Reindex from 2.4 to 6.5, batch size is 200
http.max_content_length: "500m",
but still receive exception:

{"error":{"root_cause":[{"type":"illegal_argument_exception","reason":"Remote responded with a chunk that was too large. Use a smaller batch size."}],"type":"illegal_argument_exception","reason":"Remote responded with a chunk that was too large. Use a smaller batch size.","caused_by":{"type":"content_too_long_exception","reason":"entity content is too long [114048163] for the configured buffer limit [104857600]"}},"status":400}

Any other config i could use? or its a bug?


(Nik Everett) #2

I believe we intentionally did not make this configurable though I don't have much memory of what me-from-two-years-ago was thinking. The http.max_content_length setting is about the server's HTTP implementation while the reindex-from-remote setting isn't really the same thing.

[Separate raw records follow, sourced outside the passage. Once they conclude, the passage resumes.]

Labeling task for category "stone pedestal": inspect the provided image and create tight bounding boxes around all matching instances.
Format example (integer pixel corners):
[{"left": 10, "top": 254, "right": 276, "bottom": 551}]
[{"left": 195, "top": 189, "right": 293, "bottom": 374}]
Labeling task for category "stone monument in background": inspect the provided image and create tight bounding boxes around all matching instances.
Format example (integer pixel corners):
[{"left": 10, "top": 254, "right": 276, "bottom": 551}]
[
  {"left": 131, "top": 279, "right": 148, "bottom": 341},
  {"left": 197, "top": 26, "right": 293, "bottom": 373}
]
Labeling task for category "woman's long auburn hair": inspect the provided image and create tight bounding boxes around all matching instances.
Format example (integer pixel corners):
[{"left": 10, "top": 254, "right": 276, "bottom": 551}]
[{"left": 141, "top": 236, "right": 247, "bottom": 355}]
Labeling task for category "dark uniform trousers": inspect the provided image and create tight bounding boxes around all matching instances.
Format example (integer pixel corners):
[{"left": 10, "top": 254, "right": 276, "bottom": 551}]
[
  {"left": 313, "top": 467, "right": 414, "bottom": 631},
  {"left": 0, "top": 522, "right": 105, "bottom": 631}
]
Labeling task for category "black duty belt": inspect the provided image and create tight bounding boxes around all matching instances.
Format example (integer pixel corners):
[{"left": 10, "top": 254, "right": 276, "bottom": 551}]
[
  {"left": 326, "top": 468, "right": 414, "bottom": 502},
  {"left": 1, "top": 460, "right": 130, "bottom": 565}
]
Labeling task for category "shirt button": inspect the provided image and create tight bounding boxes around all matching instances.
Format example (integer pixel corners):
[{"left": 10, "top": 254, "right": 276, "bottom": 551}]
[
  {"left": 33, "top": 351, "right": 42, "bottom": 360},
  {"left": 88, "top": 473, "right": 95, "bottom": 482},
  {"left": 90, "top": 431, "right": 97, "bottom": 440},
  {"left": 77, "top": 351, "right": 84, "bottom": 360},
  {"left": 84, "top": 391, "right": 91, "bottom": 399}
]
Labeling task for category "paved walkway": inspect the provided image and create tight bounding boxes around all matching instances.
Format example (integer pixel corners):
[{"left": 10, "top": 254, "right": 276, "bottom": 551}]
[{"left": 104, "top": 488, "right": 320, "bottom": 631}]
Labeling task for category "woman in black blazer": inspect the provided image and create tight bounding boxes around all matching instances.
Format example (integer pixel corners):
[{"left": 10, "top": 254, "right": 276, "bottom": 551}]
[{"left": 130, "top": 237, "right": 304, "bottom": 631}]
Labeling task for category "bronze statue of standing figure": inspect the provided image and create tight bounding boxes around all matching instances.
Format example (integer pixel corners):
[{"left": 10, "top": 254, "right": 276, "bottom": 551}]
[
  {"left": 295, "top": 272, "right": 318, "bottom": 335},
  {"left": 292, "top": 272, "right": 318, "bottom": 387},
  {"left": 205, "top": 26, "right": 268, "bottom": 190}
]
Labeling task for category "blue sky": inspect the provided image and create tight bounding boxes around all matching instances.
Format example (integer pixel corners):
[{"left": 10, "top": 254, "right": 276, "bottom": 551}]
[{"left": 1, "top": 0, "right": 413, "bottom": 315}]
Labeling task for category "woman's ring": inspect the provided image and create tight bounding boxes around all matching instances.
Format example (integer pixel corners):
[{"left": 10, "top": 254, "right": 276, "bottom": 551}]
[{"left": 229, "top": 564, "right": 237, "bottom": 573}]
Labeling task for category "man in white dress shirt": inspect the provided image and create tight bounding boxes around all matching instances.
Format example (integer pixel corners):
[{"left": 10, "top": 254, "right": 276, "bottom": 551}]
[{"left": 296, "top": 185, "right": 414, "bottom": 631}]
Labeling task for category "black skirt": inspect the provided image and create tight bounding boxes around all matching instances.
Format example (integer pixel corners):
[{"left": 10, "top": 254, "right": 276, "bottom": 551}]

That 100mb limit mostly exists to prevent taking up a ton of memory during the process. That 100mb is copied a few times by reindex-from-remote because it has to build index requests and shuffle them off to the appropriate place.

Generally we recommend using a smaller batch size or skipping the large documents explicitly. I'm aware this isn't super friendly though.


(Cynosureabu) #3

Got it.
IMHO ,this should become configurable. As when I am doing reindex, I mostly try to copy data to my new cluster. Our machines has 64G memory, so a default 100M is really too small.